Saturday, November 22, 2008

The Box Grows

Reading a post at NeuroLogica that ended up reminding me of a woo straw man. I may want to figure out a short phrase for it to give it the Doggerel treatment: A lot of woos think that we dismiss the supernatural a priori because we're naturalists, materialists, etcetera, and it's supernatural or non-material or whatever.

There are two general, very different reasons we dismiss the supernatural. The first is short and sweet: Anything that has an effect on the world is natural. By definition.

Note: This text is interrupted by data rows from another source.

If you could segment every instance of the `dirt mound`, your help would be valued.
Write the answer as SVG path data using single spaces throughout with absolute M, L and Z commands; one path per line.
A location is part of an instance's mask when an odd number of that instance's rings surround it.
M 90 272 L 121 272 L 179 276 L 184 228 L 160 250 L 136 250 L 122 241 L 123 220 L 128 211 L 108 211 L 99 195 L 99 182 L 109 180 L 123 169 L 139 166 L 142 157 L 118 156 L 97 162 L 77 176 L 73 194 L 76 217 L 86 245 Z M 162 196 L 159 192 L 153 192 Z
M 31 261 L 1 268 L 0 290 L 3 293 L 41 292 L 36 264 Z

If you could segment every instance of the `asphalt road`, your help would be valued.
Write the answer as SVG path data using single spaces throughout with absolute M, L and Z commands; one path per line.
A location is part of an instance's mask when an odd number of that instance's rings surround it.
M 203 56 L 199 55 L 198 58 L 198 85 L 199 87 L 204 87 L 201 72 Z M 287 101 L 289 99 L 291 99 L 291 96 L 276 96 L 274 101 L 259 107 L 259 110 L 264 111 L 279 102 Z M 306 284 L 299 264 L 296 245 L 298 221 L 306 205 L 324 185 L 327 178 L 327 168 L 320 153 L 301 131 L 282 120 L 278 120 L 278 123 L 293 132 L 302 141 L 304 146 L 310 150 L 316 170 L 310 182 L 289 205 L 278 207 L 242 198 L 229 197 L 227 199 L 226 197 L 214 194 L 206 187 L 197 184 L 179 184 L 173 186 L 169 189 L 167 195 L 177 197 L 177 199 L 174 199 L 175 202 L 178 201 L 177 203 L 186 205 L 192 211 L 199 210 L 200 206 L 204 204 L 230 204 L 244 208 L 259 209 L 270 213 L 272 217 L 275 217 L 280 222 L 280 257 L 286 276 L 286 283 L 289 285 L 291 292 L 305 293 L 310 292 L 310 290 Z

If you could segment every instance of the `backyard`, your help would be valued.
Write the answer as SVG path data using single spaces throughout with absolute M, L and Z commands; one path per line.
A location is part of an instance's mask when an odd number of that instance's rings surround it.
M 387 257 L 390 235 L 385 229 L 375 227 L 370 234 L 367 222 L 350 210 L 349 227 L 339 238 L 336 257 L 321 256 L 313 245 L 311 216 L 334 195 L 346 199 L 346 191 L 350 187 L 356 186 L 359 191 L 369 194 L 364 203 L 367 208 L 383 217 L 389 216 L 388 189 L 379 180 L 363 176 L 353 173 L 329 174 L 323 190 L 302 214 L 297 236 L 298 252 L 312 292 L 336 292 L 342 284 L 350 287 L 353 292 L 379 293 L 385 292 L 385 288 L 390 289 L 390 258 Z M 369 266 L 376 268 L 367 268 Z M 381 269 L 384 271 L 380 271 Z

That leaves the supernatural with only stuff that doesn't affect anything, which isn't much different from nothing at all.

The second is still open to debate in the way that gravity's still open to debate: It's all about the evidence, and new evidence could overturn what we know. There's no a priori dismissal there, just extraordinary demands for extraordinary claims. And the woos generally don't live up to fairly ordinary scientific demands. Alties try to say their treatments aren't subject to double-blind control studies, psychics try to say their powers become unreliable when tested, and perpetual motion advocates have convenient malfunctions when showtime comes around.

We'll believe it when we see the good evidence. As for what that'll do for our philosophy: Not much. Discovering psychic powers for will fall into the same category as the verification of dark matter... only maybe a bit cooler because a lot of us are comic book geeks and we'd like the chance to put on an outlandish costume for something other than a convention. The "supernatural" is a category that shrinks as we understand more. Naturalism expands with every new discovery because it's inherently expansive in its definition.

1 comment:

Dark Jaguar said...

Pretty much the only sort of thing that's truly untestable by scientific means would be some sort of bizarre one-time-in-the-universe event where laws temporarily change in some random way. Heck if we weren't looking there at the time we'd miss it completely. That said, I'm not going to say that science will "eventually tell us all the answers". I'm only confident enough to say it's our best possible shot, and if you've got a better method (namely, one that doesn't just logically break down to guessing at random), I'd like to hear it.